Bu cümle farklı zamanlarda farklı coğrafyalarda yaşayan çok farklı dünya görüşlerine sahip olan iki yazarın cümlelerinin “ve” bağlacı ile bağlanmasıyla oluşturulmuştur. Cümlenin ilk bölümünü insan ruhuna en sağlam dokunan ve onu en iyi anlatan dünyanın en etkili yazarlarından biri olan Dostoyevski söylemiştir, “ve”’yi ben ekledim. İkinci bölümünü ise Dostoyevski öldükten çeyrek yüzyıl sonra Anadolu’nun Sakarya’sında doğup büyürken Anadolu’yu ve Anadolu insanını çok iyi gözlemleyen ve sonra da sevgiyi en iyi anlatan yazarlardan biri olan Sait Faik Abasıyanık söylemiştir…
Niye uğraşıyorsun bu birbirini tanımayan insanlarla diye sormayın hemen. Artı, ben de onları tanımıyorum onlar da beni. Onların cümlelerinin arasındaki “ve” kadar yokum belki de ama bir yerde buluşuyorum onlarla…
Güzellik de çok güzel bir şeydir ama sevgi sadece çok güzel bir şey değildir. Sevgi, dünyayı değiştirme gücüne sahip olan tek şeydir. İşte bu tek şeyi çok şeyle karıştırması da insanın en büyük yanılgılarından biridir…
Mesela en çok aşkla karıştırırlar sevgiyi. Oysa o kadar çok farklıdırlar ki. Herkes aşık olabilir ama herkes sevemez. Aşk için hiçbir şey yapmanıza gerek yoktur, o gelecekse gelir size. Ne takvime bakar, ne saate, ne yaşa, ne başa, ne de başka bir şeye. Giderken de sormaz hiç kimseye. Oysa sevgi öyle değildir. Siz ona gideceksiniz, o size gelmez. Onu siz yeşerteceksiniz, siz büyüteceksiniz, siz çoğaltacaksınız. Yani emek vereceksiniz yaşaması için. Ölecekse de siz öldüreceksiniz. Yalnız onu öldürürken dünyayı da onunla birlikte öldürecek insanlık ki öldürmeye de çoktan başladı bile…

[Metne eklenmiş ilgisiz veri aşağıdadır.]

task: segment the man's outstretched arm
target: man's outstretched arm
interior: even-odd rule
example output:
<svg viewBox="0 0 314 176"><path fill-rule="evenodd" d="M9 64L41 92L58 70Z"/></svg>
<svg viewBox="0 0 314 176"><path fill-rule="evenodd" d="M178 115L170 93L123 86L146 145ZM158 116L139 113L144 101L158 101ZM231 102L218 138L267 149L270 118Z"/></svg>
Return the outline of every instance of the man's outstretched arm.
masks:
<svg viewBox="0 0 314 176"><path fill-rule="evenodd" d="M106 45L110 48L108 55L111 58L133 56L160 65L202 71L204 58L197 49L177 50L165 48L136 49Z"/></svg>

İnsanın bir başka yanılgısı da sevgisini anlatırken “sana sevgimi verdim” diyerek saçmalamasıdır. Yani sevdiğiniz birine sevgi vermiyorsunuz, sevdiğiniz kadar kendinize sevgi veriyorsunuzdur aslında. Bir kere daha yani, elmayı sevmekle elmaya bir şey vermiyorsunuz, Tahir’i sevmekle de Tahir’e. Zaten elmanın da sizi sevmesi şart değil Tahir’in de…
★
Sevgiden konuşurken akla gelen ilk şeyin insanın insanı sevmesi olduğuna çok itiraz etmesem de hayvanları ve doğayı sevmeyen birinin insanı sevdiğine hiç bir güç inandıramaz beni. Kendi çiçeklerini ve kendi hayvanlarını sevmesi de kurtarmaz benim gözümde insanı. Ne yazarını hatırlıyorum ne kitabın adını ne de ne zaman okuduğumu. Hatta okudum mu rüyada mı gördüm onu bile bilmiyorum. Ama aklımda hiçbir şey bu kadar güçlü kalmadı hayatta..:
Mendeburun biriydi, sadece kedileri ve köpekleri severdi, üstelik sadece kendinin olanları…
Farsça’dan dilimize bulaşan mendebur sıfatının birkaç anlamından biri de “kötü” demektir. Kötü insanlara verilebilecek en iyi karşılık da onlar gibi olmamaktır...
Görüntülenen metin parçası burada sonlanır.